AVERÍAS
Durante aquella estúpida semana abrir
cualquier grifo de nuestra urbanización era como jugar a una rifa de feria, de
esas de Siempre Toca.
La tarde que empezó todo yo
estaba que echaba humo con mi última novela. Desde la editorial no hacían más que
meterme presión, y yo ya no sabía cómo matar al malo ni cómo hacer para que el
chico besara de una vez a la chica. Mi marido llevaba la semana entera de
guardias en el quirófano, y le habíamos pedido a Svetlana que alargara el turno
para ayudarme con la cena y que dejase bañada a la niña antes de irse. Fue
entonces, justo entonces, cuando me sobresaltaron los gritos desmesurados de
Carmencita desde el baño.
-
No se alarme, señora, lleva pasando desde esta
mañana. Debe haber alguna avería –me dijo la criada al verme entrar.
En realidad Carmencita chillaba
de emoción. Estaba sucediendo algo que… iba en contra de toda lógica: por el
grifo de la bañera salían cientos, miles de pompas de jabón que se le escapaban
a mi hija de entre las manos y, cada vez que subía el mando hacia arriba, por
la alcachofa de la ducha brotaban enjambres de mariposas de colores que
aleteaban, se le posaban en la cabeza, jugaban a chocarse entre sí, hasta que,
finalmente, se introducían cada una dentro de una de las pompas jabonosas, sin
romperlas. Y permanecían allí, tan tranquilas, como si ese fuese su hábitat
natural.
Svetlana me explicó que en todos
los grifos ocurrían cosas similares. Que no había querido decirme nada para no
distraerme, pero que había tenido que fregar la vajilla con agua embotellada,
porque del fregadero solo salía confeti. Y que además por la mañana tuvo que
lavar la ropa a mano, ya que de las tuberías de carga de la lavadora lo único
que emergió fueron dos preciosos hámsteres, que se habían puesto a correr en el
tambor como si nada.
-
Tenía usted que haberles visto cuando ha
centrifugado, ¡se han vuelto locos! –me soltó la ucraniana, sonriendo, como si
fuera una niña que acaba de llegar del parque de atracciones.

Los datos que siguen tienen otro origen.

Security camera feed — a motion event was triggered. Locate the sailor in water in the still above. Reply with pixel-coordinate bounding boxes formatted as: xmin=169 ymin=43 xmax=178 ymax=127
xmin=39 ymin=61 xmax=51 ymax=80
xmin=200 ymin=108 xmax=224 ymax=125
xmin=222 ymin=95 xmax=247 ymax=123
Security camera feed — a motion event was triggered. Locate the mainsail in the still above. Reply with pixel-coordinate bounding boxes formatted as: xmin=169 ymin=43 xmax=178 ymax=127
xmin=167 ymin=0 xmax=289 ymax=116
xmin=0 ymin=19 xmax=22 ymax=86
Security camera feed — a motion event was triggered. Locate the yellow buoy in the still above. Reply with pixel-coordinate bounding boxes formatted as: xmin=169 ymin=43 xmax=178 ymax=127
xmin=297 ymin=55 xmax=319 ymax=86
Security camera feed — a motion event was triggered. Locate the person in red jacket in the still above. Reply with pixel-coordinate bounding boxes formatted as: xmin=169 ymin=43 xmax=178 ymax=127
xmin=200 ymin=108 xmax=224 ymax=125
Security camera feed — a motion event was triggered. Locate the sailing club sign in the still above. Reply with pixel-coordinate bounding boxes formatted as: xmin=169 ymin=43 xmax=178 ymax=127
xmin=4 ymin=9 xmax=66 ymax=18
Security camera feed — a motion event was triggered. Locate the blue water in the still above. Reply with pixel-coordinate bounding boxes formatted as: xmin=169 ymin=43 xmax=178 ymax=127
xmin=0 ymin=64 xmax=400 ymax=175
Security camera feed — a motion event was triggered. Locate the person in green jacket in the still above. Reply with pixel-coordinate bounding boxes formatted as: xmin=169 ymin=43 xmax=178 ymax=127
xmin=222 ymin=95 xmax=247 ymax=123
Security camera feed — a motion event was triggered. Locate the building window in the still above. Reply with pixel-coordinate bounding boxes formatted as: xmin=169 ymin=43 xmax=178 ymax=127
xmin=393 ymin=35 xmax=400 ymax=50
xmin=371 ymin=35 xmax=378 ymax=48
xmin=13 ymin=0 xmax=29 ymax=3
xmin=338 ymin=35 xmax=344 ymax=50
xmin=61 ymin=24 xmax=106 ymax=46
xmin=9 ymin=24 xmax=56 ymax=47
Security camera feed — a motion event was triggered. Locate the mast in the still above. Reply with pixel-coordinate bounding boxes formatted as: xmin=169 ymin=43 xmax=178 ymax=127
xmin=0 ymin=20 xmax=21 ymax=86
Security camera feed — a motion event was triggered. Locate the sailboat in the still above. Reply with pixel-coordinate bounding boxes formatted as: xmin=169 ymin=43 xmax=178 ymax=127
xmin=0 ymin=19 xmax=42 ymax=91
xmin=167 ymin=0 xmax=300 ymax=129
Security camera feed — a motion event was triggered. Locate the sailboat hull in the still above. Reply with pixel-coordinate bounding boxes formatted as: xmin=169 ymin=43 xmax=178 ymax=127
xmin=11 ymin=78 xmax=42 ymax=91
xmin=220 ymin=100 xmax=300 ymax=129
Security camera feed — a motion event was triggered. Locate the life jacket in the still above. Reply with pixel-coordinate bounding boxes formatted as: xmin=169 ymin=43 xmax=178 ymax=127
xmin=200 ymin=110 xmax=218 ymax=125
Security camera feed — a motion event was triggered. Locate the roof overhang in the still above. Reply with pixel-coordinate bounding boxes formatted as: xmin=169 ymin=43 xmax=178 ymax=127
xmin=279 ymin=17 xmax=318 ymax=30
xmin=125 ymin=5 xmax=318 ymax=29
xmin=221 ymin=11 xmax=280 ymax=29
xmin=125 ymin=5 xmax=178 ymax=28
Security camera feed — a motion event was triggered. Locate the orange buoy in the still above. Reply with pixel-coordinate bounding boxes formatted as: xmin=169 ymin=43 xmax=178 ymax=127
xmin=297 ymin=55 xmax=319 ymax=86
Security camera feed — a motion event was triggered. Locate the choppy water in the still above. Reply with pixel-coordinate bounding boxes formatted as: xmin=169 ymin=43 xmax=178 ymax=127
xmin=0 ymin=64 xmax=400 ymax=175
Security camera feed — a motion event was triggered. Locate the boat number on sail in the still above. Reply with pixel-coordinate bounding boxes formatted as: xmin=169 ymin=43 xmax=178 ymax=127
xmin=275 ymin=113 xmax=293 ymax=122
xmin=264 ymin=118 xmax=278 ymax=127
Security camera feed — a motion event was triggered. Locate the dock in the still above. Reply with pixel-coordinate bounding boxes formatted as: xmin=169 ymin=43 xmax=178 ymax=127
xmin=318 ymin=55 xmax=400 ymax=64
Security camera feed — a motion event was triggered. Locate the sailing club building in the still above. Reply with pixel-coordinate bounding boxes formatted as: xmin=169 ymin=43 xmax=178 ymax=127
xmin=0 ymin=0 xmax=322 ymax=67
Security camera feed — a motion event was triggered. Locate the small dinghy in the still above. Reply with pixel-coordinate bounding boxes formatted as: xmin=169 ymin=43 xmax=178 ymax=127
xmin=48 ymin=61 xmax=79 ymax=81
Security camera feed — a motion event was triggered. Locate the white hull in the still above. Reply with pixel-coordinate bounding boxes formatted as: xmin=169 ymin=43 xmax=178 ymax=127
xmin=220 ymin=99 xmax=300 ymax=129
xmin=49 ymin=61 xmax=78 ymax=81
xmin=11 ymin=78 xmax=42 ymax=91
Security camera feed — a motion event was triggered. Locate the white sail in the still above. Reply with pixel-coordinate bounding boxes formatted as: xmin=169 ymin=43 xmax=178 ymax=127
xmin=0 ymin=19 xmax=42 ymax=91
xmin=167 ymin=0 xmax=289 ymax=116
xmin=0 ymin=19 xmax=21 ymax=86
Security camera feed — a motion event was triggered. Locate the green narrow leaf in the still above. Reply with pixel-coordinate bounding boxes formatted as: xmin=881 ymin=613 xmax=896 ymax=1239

¡Vaya! O sea que… estábamos sin
agua, ¿y allí todos tan felices?
Sobrepasada por la situación,
llamé al seguro de la casa y les canté las cuarenta. No hacía ni dos años que
nos habíamos mudado a esa urbanización, y pagábamos un dineral. Aquello no era
de recibo.
Sin embargo, algo raro debía
pasar porque el resto de chalets también estaban igual. En el patio comunitario
no se comentaba otra cosa: pues a mí me ha salido un pulpo del lavabo que
canta ópera, pues a mí del bidé me ha brotado un ramo de hortensias multicolor…
Una odisea.
Hasta que, al fin, llegó “El Equipo A”. Sí, bueno, yo les bauticé así porque llegaron todos en una furgoneta negra, y también porque el fontanero que nos tocó a nosotros se parecía a M. A. Barracus (pero sin oro). Y, claro, toda mi furia la exterioricé con él. Vamos, que el negrazo pagó los platos rotos. Le expliqué a gritos lo de las guardias de mi marido, lo de mi trabajo, lo de que teníamos una niña pequeña, jolines, que si es que no entendían, que si es que… En definitiva, que, mientras el hombre trabajaba en silencio, yo le eché un sermón de tres al cuarto.
Sin embargo, al cabo
de un rato, cuando ya estaba todo arreglado, él hizo algo que me dejó confusa:
se acercó al fregadero, abrió el grifo, y dejó correr el agua sobre su mano
negra azabache. Absorto, hipnotizado, observando cómo el líquido rebotaba sobre
los cartílagos y las venas de sus dedos, y cómo después el pequeño torrente
giraba sobre la porcelana blanca, formando remolinos que enseguida eran
engullidos por el sumidero. Después lo cerró, y me miró profundamente a los
ojos. Fue un instante solo, pero note como… si quisiera llegar hasta el
interior de mi cerebro.
-
Ahí tiene usted su agua, señora, disfrútela –me
dijo, con voz tranquila. Y luego murmuró una frase larga, ininteligible, en
algún dialecto africano. De esos que nadie entiende.